Oh my goodness! I have just watched the most random, yet interesting film. Yeah, this one is a film, not a flick, very artsy. (Jim would have despised it!)
"Before Night Falls"
I know, I know, you're saying, "Susie, where have you been? This sucker came out YEARS ago!" But I found it on a movie channel and had some time to kill, so I made me some tea and hunkered down.
Right out of the shoot, the credits had me in a quandary. Johnny Depp? Sean Penn? Really? But that's what they said. I was INTRIGUED, I tell you!

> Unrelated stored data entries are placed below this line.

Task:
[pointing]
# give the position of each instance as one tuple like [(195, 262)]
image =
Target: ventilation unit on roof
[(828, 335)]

It's a true story, based on the memoirs of Reinaldo Arenas (1943-1990). It begins with some beautiful story telling, as Arenas' own poems are read, all the while showing the squalor of his childhood. In one scene he is a very innocent 10 or 11 year old, running away to join the Revolution. He is given a ride on a donkey pulled cart driven by none other than Sean Penn! (That's him on the left)
Seriously, the worst "white guy-turned brown guy" I have EVER seen. You can tell it's him in a second, his makeup is atrocious and frankly you are so surprised by his very presence, that you're already in a shaky state. But then HE OPENS HIS MOUTH AND BEGINS TO SPEAK!

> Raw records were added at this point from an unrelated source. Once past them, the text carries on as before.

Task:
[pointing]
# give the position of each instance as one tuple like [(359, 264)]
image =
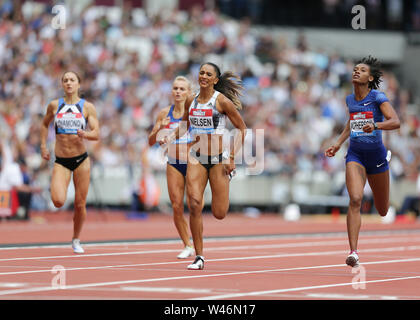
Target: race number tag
[(358, 120), (201, 120)]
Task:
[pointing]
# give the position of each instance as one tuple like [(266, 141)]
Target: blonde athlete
[(71, 115)]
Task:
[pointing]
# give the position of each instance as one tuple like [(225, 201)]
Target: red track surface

This is a "Spanish-ish" language film. Heck even the so-called English sounded like no English I'd heard. Kinda hard to understand, but when in Cuba... But where the rest of the film you struggle to understand the very heavy accents, this time, you just want it to stop. (Think Kevin Costner in Robinhood), he sounds like a REALLY bad Cheech.
The story moves on to his adult life. Reinaldo was a gay writer in Revolutionary Cuba. Not the best sorta guy to be in those days and in that place. He was in constant fear for his life and was in and out of prison a good deal of the time. AND THIS IS WHERE HE FIRST MEETS JOHNNY DEPP! (That's him on the right) Ol' John really moves out of any kinda comfort zone you may have thought possible. His charactor smuggles Reinaldo's latest novel out of the prison so it can be published. How does he do this you ask? Well, one hint, he is famous for the capacity of one of his orifices. I will wait right here for you while you get this one... (Humming, da-da-da-da, da-da-da. Da-da-da-da. Dah! Da-da-da-da...)
5 comments:
Johnny makes for an alarmingly pretty girl.
No, seriously? Johnny Depp is hot even in full drag with a novel up his arse.
I agree with the other females of the comment board. I would go on a date with him dressed like that if I had to.
And I've said it before, and I'll say it again: SEAN PENN LOOKS JUST LIKE DYLAN. There.
Wow Ashley. Now that you pointed it out, I see it! He could be a stunt double or something for him. Oh, I guess he'd have to do "stunts". Maybe not.
Dylan does stunts all the time. He's usually piss drunk when he does though.